Wetteren: Ein Jahr nach der Zugkatastrophe

Vor einem Jahr war in Wetteren in der Provinz Ostflandern ein Güterzug mit Tankwaggons entgleist. Einige der Tankwaggon hatten chemische Produkte geladen und waren in Brand geraten. Giftstoffe und verunreinigtes Löschwasser waren damals in die Kanalisation gelangt und die Rauchwolken des Feuers sorgten für eine weitere Umweltverschmutzung. Heute, ein Jahr danach, bleiben die Anwohner im Ungewissen.
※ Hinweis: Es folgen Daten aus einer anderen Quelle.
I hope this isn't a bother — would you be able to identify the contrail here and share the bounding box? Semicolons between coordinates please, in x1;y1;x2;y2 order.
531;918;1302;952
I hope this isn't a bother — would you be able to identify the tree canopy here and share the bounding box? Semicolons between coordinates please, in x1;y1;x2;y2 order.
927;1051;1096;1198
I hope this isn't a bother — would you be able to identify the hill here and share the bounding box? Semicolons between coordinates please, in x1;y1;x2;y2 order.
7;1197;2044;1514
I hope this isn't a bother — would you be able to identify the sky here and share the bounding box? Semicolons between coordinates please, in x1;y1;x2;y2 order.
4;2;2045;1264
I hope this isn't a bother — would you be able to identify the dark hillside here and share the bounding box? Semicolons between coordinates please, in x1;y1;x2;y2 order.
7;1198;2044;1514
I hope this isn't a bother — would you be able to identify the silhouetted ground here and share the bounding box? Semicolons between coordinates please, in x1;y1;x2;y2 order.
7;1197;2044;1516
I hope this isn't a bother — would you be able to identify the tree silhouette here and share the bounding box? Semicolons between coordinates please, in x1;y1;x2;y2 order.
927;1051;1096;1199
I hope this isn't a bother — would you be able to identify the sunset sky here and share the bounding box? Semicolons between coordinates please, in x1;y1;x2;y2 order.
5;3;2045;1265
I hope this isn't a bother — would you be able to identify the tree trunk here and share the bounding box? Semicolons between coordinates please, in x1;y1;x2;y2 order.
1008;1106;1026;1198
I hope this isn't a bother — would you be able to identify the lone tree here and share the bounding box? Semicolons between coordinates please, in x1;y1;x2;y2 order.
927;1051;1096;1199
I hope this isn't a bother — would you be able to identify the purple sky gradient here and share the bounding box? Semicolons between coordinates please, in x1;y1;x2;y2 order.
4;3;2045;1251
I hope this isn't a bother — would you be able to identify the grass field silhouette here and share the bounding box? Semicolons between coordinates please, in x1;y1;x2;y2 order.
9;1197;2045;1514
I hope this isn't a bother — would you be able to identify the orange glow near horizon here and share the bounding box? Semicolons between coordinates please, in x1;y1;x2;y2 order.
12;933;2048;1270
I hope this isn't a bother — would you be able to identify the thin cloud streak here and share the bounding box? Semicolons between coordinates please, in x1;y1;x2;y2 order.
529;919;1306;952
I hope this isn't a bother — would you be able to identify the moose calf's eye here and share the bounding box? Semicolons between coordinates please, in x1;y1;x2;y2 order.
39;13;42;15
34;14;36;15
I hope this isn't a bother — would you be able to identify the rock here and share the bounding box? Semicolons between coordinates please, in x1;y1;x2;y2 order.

Bei dem Bahnunfall von Wetteren in der Nacht vom 3. auf den 4. Mai 2013 kam eine Person ums Leben, 17 Personen wurden verletzt, etwa 1.200 Bewohner der ostflämischen Stadt atmeten unsaubere Luft ein und über 2.000 von ihnen mussten teilweise für längere Zeit evakuiert werden.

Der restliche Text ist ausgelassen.